TCM Classic Film FestivalEver since it was announced that Hollywood would host the inaugural (and ostensibly first annual) Turner Classic Movies Classic Film Festival in April 2010, the general community of film fanatics was set to buzzing. People in the Los Angeles area, and presumably those in other major urban areas like New York and Chicago, seemed enthusiastic, but that enthusiasm also seemed to be tempered by the fact that a certain degree of exposure to revival cinema, of the classic Hollywood and foreign varieties, is a more-or-less everyday phenomenon for these film fans. Even in this age of disappearing repertory screens and evaporating posts for established film critics, we in Los Angeles and New York and Chicago can be, if we choose to be, somewhat spoiled by the opportunities we are offered every month at the venues we frequently haunt. Yes, the announcement was definitely a big deal, backed by the most compelling force in current pop culture for exposing audiences to classic films and making sure those films stay available, but many I imagine suspected that the TCM Classic Film Festival might too readily ride the straight and narrow—didn't the prospect of seeing Casablanca and 2001: A Space Odyssey on the big screen yet again seem, I don't know, kind of ordinary?

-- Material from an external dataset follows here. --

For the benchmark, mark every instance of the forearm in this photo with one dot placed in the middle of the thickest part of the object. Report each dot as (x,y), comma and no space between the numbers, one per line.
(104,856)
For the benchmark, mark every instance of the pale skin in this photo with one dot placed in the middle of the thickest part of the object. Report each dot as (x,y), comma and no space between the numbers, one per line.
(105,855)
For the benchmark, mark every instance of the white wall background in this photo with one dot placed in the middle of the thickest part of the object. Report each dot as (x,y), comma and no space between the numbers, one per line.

And why get excited about seeing a bunch of films you can often see here in theaters, or always on DVD? Then TCM announced the full schedule, and suddenly a lot of that talk evaporated too. Suddenly the Turner Classic Movies 2010 Classic Film Festival had acquired, even for the happily jaded, a bit of cache, not to mention all the earmarks of a major event. And of course, for all the millions of people outside of those urban areas, for whom revival cinema pretty much does boil down, if it boils down at all, to the occasional showing of The Wizard of Oz, or Singin' in the Rain or (shudder) Grease on an outdoor screen at some city-sponsored summer family-oriented gathering, the TCM festival represented not just an occasion for major geographically based cinema envy; for some it would translate into an irresistible lure as well. Continue Reading »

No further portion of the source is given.